Today, it is nearly certain that the Federal Reserve will lower interest rates for the first time in over four years. However, it remains unclear whether the Fed will opt for a 50-basis-point cut or a smaller adjustment. Experts warn that markets may be overly optimistic about the prospect of a rate reduction.
50 Basis Points Cut on the Table
Currently, the interest rate futures market shows a likelihood of over 60% for a 50-basis-point cut. In the previous meeting, Fed Chairman Jerome Powell indicated that addressing inflation nearing the 2% target was a priority, though he did not specify a rate. The prevailing view suggests that a 25-basis-point cut would be a more suitable starting point for the Fed’s easing cycles in times without crises.
Options pricing indicates that the S&P 500 index could fluctuate by approximately 1.1% on Wednesday. Recently, the rise of U.S. stocks makes it challenging for the market to be disappointed if the Fed opts for a smaller cut.
KPMG’s chief economist, Diane Swonk, stated that a 50-basis-point cut is definitely on the table, though Powell may not secure sufficient support for this option. Tara Hariharan, managing director of global macro hedge fund NWI Management, commented that with U.S. stocks near all-time highs, the risk-reward balance seems weak for further gains.

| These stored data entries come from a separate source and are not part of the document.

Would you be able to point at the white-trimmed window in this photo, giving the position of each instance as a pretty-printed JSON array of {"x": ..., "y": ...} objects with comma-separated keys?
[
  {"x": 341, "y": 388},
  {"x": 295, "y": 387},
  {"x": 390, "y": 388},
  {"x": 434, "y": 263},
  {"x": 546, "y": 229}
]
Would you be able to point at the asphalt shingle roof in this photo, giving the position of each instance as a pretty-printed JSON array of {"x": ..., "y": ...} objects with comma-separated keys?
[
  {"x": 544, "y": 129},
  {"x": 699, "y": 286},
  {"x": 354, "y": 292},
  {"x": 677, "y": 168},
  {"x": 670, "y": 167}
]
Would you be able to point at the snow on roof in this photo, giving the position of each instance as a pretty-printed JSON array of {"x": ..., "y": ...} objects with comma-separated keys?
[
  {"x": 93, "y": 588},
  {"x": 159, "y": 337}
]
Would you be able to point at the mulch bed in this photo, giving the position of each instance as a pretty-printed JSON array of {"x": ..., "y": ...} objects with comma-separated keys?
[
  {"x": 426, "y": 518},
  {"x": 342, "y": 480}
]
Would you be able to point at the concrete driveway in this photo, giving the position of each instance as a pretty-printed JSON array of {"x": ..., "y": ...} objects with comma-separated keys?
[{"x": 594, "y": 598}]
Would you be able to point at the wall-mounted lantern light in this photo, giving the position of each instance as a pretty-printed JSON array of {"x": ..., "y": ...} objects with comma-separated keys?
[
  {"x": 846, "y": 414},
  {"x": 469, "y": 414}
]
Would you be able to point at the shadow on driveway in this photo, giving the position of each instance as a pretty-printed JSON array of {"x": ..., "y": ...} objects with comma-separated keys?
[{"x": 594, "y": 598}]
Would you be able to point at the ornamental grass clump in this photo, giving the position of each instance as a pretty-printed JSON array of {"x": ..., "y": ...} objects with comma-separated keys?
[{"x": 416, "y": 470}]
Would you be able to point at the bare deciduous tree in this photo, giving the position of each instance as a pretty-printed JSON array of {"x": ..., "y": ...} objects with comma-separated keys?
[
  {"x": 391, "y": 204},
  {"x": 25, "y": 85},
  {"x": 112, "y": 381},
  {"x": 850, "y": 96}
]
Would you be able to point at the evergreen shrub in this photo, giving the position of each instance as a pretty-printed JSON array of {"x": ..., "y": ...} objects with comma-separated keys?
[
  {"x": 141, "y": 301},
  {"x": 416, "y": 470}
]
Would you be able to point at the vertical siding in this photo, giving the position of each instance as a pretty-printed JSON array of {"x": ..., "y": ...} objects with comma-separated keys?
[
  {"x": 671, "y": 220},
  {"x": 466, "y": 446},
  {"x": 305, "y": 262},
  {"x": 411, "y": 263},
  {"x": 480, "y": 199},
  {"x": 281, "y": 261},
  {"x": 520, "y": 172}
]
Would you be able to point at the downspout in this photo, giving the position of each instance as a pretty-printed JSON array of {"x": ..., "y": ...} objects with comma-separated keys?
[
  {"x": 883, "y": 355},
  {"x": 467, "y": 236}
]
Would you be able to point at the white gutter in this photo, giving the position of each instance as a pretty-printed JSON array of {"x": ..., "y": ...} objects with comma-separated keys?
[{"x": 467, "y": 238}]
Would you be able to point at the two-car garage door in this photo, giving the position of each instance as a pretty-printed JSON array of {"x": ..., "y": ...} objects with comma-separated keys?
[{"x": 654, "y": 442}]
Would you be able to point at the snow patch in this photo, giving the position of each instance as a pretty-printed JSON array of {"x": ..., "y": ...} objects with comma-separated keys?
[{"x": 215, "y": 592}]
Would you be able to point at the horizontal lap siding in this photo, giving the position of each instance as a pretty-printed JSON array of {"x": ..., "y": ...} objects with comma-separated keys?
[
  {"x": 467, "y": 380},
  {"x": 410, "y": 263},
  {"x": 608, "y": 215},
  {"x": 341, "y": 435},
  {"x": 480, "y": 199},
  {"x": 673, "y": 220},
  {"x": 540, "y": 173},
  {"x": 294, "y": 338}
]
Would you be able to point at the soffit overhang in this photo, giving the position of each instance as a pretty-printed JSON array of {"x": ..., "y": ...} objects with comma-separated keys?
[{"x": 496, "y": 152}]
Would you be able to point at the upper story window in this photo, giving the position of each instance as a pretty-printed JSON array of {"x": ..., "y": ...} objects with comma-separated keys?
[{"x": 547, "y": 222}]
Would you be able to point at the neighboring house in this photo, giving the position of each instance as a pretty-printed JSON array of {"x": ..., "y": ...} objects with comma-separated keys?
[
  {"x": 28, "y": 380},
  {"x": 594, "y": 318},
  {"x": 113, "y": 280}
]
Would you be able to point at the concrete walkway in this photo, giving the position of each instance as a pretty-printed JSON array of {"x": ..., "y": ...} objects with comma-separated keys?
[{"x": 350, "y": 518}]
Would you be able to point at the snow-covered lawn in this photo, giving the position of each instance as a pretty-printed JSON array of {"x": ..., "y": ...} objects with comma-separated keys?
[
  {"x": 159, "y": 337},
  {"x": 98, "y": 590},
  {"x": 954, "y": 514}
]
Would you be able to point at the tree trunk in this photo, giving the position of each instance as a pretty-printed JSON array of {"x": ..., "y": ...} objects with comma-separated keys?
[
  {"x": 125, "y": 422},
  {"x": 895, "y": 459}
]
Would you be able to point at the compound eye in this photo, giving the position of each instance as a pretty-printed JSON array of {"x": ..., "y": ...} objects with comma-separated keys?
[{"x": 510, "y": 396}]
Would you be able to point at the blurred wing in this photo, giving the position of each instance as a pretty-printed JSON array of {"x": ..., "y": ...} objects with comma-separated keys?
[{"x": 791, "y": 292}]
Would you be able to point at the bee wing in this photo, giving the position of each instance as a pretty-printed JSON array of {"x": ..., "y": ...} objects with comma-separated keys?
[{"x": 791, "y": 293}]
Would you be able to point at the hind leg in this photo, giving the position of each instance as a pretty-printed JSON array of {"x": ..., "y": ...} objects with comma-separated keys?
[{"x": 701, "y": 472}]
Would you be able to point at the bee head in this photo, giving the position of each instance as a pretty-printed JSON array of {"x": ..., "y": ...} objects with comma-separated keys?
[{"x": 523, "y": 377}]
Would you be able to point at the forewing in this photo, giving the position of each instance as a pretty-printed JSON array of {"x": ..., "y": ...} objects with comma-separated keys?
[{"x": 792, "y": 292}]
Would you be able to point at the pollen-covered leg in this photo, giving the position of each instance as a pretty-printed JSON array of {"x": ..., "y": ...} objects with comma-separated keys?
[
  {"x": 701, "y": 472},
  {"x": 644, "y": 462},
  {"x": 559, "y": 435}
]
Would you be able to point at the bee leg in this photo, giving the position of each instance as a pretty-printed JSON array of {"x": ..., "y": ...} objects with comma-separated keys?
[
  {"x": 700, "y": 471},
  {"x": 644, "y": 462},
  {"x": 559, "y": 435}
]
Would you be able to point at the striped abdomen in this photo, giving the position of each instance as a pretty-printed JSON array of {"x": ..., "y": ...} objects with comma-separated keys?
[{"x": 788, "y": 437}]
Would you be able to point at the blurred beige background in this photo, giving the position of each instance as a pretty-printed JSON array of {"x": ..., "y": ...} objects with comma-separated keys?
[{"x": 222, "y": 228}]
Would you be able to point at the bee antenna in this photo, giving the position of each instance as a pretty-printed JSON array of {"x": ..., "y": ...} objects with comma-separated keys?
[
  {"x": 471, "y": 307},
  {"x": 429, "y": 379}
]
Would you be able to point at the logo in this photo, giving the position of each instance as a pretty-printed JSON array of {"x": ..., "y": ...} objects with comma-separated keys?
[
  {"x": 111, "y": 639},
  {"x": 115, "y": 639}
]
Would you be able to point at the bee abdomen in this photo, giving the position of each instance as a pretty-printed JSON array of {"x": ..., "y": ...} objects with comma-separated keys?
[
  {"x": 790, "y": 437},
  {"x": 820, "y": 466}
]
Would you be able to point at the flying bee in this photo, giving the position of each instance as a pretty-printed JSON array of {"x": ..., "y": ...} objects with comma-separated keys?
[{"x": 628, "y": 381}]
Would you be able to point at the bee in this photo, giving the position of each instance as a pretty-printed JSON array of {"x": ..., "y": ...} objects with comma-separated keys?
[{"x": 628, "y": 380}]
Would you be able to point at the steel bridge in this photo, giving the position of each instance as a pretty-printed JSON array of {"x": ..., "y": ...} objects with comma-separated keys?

Rate Cut Expectations May Be Detached from Market Realities
On the other hand, Michael Rosen, managing partner and chief investment officer at Angeles Investments, believes the current bond market is pricing in the Fed’s rate cuts too aggressively. The market anticipates a 250-basis-point reduction next year, but according to Rosen, this would only be feasible in a recession scenario. He suggested that short-term U.S. Treasury yields might decline below market expectations, while long-term yields could rise.
Angel One analyst Saish Sandeep Sawant Dessai warned that “the real risk is the market pricing in a very dovish stance,” which could lead to rising Treasury yields and the dollar, further driving down gold prices.